From previous post: Serving Series Part 2: The All-or-Nothing Server:
"Servers are productive insofar as they contribute to scoring points. If we are more likely to score a point after the serve lands or after the first contact on the serve than we were at the start of the point, the server has been productive. If we are less likely, the server has hurt us."
Today we’ll talk about how servers are productive and about how to measure that production.
A potential misstep one could make in analyzing serve receive data is to use the traditional 3-2-1-0 pass rating system and average those to get a rating. These ratings are not appropriate to be averaged because the relative distances between them are not proportional to how they affect a team’s chances to win the point. Chad Gordon puts numbers to this phenomenon. He has them in eV form, this is how he describes that formula: “In this case, “rally_eff” is just saying, if a specific touch happens and you won that rally at any point, +1. If you lost that rally at any point -1. Then we aggregate all those attacks and divide by the count to determine the average rally_eff or average Expected Value.” For me, win probability is more intuitive to look at than eV numbers so I converted the eVs to win probabilities by calculating (eV+1)/2.
With these numbers that are proportional, we can see that 3 to 2 is much too large of a dropoff compared to their actual values, and that 1 to 0 is much too small of a dropoff compared to their actual values.
To get accurate relative values for serving outcomes, we return to Gordon’s blog.

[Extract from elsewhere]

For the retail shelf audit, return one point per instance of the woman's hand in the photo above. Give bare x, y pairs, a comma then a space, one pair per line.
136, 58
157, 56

Gordon’s table from the link becomes this table for win probabilities.
As you can see, the serving team won the point 42.75% of the time in the 1.21 million some-odd points in Gordon’s data set. Each other possible event is put in order of how often the serving team wins the point when that event follows the serve. I took this and made a simplified chart that has some less granular categories, which are helpful if you, like me, are unfamiliar with VolleyMetrics notation:
These three charts, depending on the rating system you like and how granular you want to get with the data, can tell you the relative values of various outcomes. These numbers are rough, they are aggregated from a large number of teams of varying levels so these numbers might be off from what your team should expect.
So, servers are productive when they improve their team’s chances to win a point. They do so by creating positive outcomes and avoiding negative ones. Those positive and negative outcomes have quantifiable value that, depending on the point-scoring environment, are roughly recorded in the tables in this post and on Gordon’s blog.